Él encogió los hombros.

– Creo que muchos niños pasan por lo que podríamos llamar una fase embarazosa.

– No todos los niños. Mi hermana, por ejemplo. Fue una niña muy guapa y lo sigue siendo.

– Su hermana es mayor que usted.

– Sí. Me lleva seis años.

– ¿Entonces cómo sabe que fue una niña muy guapa?

– Mi madre me lo dijo. Con mucha frecuencia. Creo que pensaba que si me lo recordaba muchas veces podría conseguir que superara la «fase embarazosa», como usted la llamó, que padecí desde mi nacimiento.

Después de tomar un sorbito de té, añadió:

– Mi madre piensa que soy así sólo para fastidiarla. Insiste en que no tengo necesidad de utilizar las gafas y que si me quedara quieta durante horas y le permitiera utilizar una plancha para alisar mis indomables rizos, no sería tan poco atractiva. Aunque me deja claro que nunca sería tan hermosa como Carolyn, piensa que al menos debería intentarlo.

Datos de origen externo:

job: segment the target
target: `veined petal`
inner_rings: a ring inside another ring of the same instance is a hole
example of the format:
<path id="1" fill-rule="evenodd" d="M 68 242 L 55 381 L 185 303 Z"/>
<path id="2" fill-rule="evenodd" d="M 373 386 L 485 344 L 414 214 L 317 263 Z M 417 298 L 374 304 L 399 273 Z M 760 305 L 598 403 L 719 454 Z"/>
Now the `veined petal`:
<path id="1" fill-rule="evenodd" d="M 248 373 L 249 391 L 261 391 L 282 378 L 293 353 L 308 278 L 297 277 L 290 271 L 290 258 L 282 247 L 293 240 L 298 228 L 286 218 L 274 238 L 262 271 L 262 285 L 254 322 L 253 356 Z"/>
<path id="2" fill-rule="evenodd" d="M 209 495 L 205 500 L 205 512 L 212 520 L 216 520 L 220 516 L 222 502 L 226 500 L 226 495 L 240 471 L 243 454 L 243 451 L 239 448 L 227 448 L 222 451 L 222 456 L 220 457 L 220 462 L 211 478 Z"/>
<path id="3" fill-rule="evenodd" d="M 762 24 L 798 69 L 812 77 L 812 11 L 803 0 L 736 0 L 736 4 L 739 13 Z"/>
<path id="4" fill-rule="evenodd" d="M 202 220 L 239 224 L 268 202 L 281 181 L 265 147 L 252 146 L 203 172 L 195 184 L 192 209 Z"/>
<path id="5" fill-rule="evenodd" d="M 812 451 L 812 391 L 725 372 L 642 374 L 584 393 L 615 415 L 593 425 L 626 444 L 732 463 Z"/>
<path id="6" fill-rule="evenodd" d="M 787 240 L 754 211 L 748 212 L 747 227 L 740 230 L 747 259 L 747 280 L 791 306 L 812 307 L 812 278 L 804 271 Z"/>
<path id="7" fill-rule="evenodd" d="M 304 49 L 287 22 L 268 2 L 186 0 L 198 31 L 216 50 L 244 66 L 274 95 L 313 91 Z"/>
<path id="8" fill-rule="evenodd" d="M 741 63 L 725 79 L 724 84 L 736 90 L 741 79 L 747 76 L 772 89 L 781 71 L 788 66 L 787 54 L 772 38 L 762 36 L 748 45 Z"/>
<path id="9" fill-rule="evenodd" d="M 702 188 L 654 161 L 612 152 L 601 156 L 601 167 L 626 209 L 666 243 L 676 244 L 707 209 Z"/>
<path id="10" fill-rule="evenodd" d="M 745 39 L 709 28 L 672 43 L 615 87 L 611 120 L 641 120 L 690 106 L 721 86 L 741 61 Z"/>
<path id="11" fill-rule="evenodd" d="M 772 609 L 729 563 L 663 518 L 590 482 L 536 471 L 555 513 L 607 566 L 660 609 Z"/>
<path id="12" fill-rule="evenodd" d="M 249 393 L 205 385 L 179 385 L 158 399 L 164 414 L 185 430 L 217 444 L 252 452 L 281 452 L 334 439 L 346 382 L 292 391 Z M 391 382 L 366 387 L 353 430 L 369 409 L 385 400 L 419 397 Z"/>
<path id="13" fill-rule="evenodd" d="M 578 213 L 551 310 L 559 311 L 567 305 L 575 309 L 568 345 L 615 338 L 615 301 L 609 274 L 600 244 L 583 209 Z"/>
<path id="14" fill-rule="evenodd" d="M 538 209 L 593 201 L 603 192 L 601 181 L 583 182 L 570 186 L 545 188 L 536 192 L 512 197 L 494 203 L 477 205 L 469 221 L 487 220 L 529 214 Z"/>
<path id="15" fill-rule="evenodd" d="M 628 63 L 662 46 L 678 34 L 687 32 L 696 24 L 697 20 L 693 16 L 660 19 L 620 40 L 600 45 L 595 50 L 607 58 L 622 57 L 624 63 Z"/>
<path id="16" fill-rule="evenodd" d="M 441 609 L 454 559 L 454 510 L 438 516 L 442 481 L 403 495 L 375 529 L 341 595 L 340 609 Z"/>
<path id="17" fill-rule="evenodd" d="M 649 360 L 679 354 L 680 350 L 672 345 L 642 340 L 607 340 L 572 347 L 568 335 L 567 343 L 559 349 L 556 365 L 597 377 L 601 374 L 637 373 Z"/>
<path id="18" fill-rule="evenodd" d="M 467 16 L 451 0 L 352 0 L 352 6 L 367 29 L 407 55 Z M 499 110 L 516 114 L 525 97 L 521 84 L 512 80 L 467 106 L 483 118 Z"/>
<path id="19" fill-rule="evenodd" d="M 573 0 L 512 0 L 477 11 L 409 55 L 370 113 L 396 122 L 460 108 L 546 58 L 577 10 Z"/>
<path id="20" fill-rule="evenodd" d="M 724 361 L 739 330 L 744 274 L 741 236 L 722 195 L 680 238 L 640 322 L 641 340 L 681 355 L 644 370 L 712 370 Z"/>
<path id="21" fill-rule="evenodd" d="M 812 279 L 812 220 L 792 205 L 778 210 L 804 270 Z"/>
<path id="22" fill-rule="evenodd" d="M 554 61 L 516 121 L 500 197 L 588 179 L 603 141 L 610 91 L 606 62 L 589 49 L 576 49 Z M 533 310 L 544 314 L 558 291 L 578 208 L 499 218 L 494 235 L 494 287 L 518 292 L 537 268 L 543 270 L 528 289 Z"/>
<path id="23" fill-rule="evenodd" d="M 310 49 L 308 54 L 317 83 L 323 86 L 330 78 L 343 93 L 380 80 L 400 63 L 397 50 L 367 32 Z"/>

Él se detuvo cuando llevaba la taza de té a los labios y frunció el ceño.

– No me puedo creer que le dijera eso.

– Claro que lo hizo. Y muy a menudo. -De hecho, todavía lo hacía, pero sus palabras ya no le afectaban-. Mientras era pequeña me importaba mucho, sobre todo porque no quería que Carolyn, a la que adoraba, sintiera el mismo desagrado que mi madre por algo que yo no podía evitar.